La prima mostra dedicata all’artista arceviese Ercole Ramazzani (1535 ca-1598). Ha permesso non solo di omaggiare la città, ma anche di conoscere più a fondo un personaggio ancora poco noto, che in realtà ha acquistato una propria dignità nel panorama della pittura nelle Marche.
La sua produzione è ricca di rimandi ed influenze, a cominciare dal Lotto, al cui seguito fu nei primi anni ’50 (più come garzone che come allievo), per poi passare a Pellegrino Ribaldi, Siciolante da Sermoneta, Livio Agresti, Marcello Venusti, Simone de Magistris , tutti
Le opere del Ramazzani, forse non troppo apprezzate dalla critica per la qualità pittorica, lo sono, però, per quell’estro e quell’attenzione ai particolari che fanno di lui un pittore molto interessante . La scelta di soggetti poco noti e la realizzazione di corpi scolpiti, panneggi ariosi dai colori vivacissimi e dettagli di sfondo assai curati, sono le caratteristiche della sua produzione. Produzione che è sintesi di una lunga meditazione sulle esperienze dei suoi contemporanei maggiori e che si traduce in quella estrosa combinazione di arte intellettuale, manieristica e arte popolare, a cui le esigenze di committenza e i precetti controriformistici non potevano non indirizzarlo.
Insomma è una maniera del tutto personale di interpretare la crisi dell‘epoca: la sua riflessione e il suo profondo sentimento religioso convivono comunque con la sua libertà d’invenzione.
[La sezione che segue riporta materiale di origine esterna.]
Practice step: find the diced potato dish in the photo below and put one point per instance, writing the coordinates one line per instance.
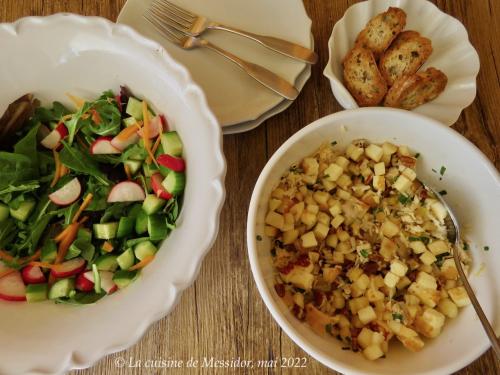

La mostra è stata ideata in maniera coinvolgente: circa una trentina di opere sono esposte nella chiesa di San Francesco, mentre il resto della produzione del Ramazzani si può ammirare nelle altre chiese arceviesi e del circondario, a cominciare dalla vicina San Medardo, dove l’originaria collocazione delle pale rende più suggestiva e comprensibile la sua pittura. Il percorso espositivo all’interno di San Francesco è inoltre articolato in tre sezioni tematiche che permettono al visitatore di individuare e ricostruire le tappe fondamentali della sua evoluzione artistica, dagli anni della formazione, ai rapporti con i pittori romani e a quelli con le committenze marchigiane; non mancano, a questo proposito, alcuni esempi degli artisti coevi operanti nello stesso territorio, che ci rimandano a quelli che furono i suoi modelli iconografici di riferimento.